Tous les ans, Adeline Margerand, responsable marketing chez Bateaux Parisiens, qui planifie les salons nationaux et internationaux sur lesquels son entreprise ouvrira un stand, procède différemment : “En France, nous sommes présents à Top Résa, Bedouk MC &IT et Heavent, à Longchamp. À l’étranger, nous exposons à EIBTM à Barcelone, WTM à Londres et Travel Market à Dubaï. Pour ce dernier, notre choix a été dicté par la volonté de prospecter un marché émergent. Les autres manifestations font plus partie des relations clientèle, voire aussi de recherche de nouveaux prospects, comme c’est le cas pour Bedouk où nous sensibilisons les entreprises.”

Cette participation a un coût : entre 20000 et 25 000 euros pour les Bateaux Parisiens. D’où l’importance de bien préparer sa présence et d’analyser le retour sur investissement, comme l’exprime Linda Sangaret, directrice de l’office de tourisme de l’Afrique du Sud à Paris : “En amont, nous établissons une liste de manifestations et les sélectionnons d’après des études de marché évaluant, entre autres, le nombre de visiteurs internationaux et d’exposants ainsi que la pertinence de la situation géographique dudit salon. Ensuite, nous mesurons les retombées en fonction de la reconnaissance de notre pays en tant que destination affaires et ce, au travers des données transmises par nos prestataires implantés sur place et des visiteurs qui nous contactent directement.”

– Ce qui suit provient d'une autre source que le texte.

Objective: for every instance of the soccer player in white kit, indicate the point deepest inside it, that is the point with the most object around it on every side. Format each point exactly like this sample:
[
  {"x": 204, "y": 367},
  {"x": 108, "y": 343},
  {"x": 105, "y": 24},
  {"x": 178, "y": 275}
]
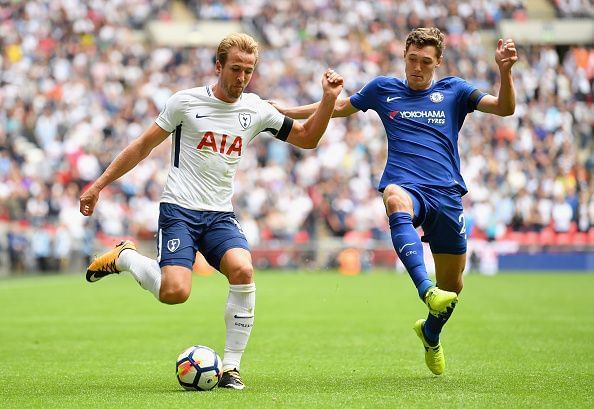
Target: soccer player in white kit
[{"x": 210, "y": 126}]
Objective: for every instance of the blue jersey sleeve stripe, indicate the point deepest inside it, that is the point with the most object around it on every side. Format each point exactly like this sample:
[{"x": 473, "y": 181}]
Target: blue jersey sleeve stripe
[
  {"x": 176, "y": 144},
  {"x": 283, "y": 133},
  {"x": 474, "y": 99}
]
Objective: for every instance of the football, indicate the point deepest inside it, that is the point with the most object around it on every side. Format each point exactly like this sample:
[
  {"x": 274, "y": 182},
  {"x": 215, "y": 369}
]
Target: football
[{"x": 198, "y": 368}]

En revanche, l’office de tourisme chypriote à Paris n’expose qu’à Top Résa, comme le confirme son directeur, Dimitri Demetriou : “Les professionnels chypriotes ont l’habitude de s’y rendre. Nous nous devons d’être là ! Pour ce qui concerne les salons plus spécialisés, nous allons uniquement à EIBTM à Barcelone.” Raison invoquée ? Le manque de temps ; et aussi parce que l’office de tourisme chypriote organise tous les deux ans un workshop à destination des professionnels du tourisme d’affaires français. “Ce module présente un grand avantage par rapport à un salon : les professionnels chypriotes présents et les participants français sont motivés. Par conséquent, les retombées sont excellentes”, conclut Dimitri Demetriou. Parfois, les choses les plus simples…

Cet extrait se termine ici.